One of the draws that I have toward stoicism is the idea that both good things and bad things will happen around me, but that I can always decide whether something is good or bad and how I will move forward from the good things and bad things that happen around me. My reactions are something I can control even if I can’t control the weather, the person who cut me off on the freeway, or the economic downturn that sinks my business. In stoicism, I have found a set of tools for objectively viewing the world and developing an inner ability of focus and calmness.
One of the authors who taught me a lot about stoicism is Colin Wright and his book Becoming Who We Need To Be is a somewhat stoic look at the forces in our lives that shape the people we are becoming and how we can respond to those forces to become people who are well equipped to do the important things to help society become a better place. In one chapter of his book, Wright highlights an idea that many companies, industries, and professionals in American society now operate on a business model based on making us feel small. The business model positions the company, coach, or set of coaches as the only thing that can take us from where we are to where we want to go. Wright references certain types of gyms, certain health restaurants, and in some cases our coaches, mentors, or guides from the self-help world. In his book he writes, “I’m not saying there’s anything wrong with self-improvement. … But I am saying that when we become overly reliant on outside influences, encouragement, and incentives in how we feel about ourselves, we open ourselves up to abuse and mistreatment. We open ourselves up to being manipulated.”

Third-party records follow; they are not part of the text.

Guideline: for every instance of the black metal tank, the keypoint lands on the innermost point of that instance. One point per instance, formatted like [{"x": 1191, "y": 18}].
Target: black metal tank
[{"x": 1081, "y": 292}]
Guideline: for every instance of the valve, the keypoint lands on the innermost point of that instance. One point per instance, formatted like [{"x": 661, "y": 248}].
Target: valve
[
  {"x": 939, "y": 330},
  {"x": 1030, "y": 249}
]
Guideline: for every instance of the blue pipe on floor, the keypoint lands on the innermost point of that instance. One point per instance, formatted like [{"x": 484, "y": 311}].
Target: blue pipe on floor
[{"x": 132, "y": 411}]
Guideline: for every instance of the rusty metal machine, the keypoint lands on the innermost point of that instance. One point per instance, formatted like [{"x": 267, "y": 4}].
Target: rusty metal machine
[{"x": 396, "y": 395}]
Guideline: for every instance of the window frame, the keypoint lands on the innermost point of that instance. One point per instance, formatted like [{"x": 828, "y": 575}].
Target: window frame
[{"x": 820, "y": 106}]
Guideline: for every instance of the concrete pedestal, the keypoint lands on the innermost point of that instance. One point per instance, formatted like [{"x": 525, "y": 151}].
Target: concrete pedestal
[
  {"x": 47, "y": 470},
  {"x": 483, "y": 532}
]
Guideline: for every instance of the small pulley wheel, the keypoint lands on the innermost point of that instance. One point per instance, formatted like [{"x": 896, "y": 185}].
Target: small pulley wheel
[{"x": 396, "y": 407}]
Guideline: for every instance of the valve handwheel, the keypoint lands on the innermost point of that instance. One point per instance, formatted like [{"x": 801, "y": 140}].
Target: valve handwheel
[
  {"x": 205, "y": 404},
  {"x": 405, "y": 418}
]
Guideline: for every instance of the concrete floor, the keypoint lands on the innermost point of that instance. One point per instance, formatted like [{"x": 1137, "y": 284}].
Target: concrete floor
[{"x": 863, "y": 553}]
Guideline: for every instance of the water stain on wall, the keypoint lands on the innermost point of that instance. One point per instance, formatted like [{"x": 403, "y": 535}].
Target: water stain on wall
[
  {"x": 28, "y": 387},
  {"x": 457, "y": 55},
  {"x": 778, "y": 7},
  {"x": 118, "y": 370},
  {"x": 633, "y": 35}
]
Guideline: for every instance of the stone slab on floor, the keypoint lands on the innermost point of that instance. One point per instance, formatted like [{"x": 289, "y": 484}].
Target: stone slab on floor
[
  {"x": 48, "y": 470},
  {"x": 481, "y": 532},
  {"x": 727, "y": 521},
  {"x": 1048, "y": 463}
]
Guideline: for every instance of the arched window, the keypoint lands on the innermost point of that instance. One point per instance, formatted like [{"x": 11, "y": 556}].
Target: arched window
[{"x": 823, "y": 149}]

Business models that rely on customers becoming reliant on them put us in a position where we cannot walk away. Their goal may seem like it is to provide great kick-boxing workouts or to help motivate people to get in shape and make good decisions, but what is really happening is the development of a cycle of dependency and the development of personal identities that don’t operate without the business at the center providing the affirmation that one is living properly, doing the right things to be healthy, and taking the right steps for a validated life. Stoic philosophy turns this business model on its head by suggesting that we already have all the means within the faculties of our minds to be fulfilled. We don’t need to tie our self-value and self-worth to the praise of another person. It is not up to money, social status, or the number of mornings at the gym which determine whether we are living the right life. We have value by virtue of being a human being and we can use tools around us to improve our health, try to reach out goals, or build a community of like-minded individuals, but we don’t have to tie our entire identity and value as a human to these industries in order to define ourselves and become valuable and meaningful.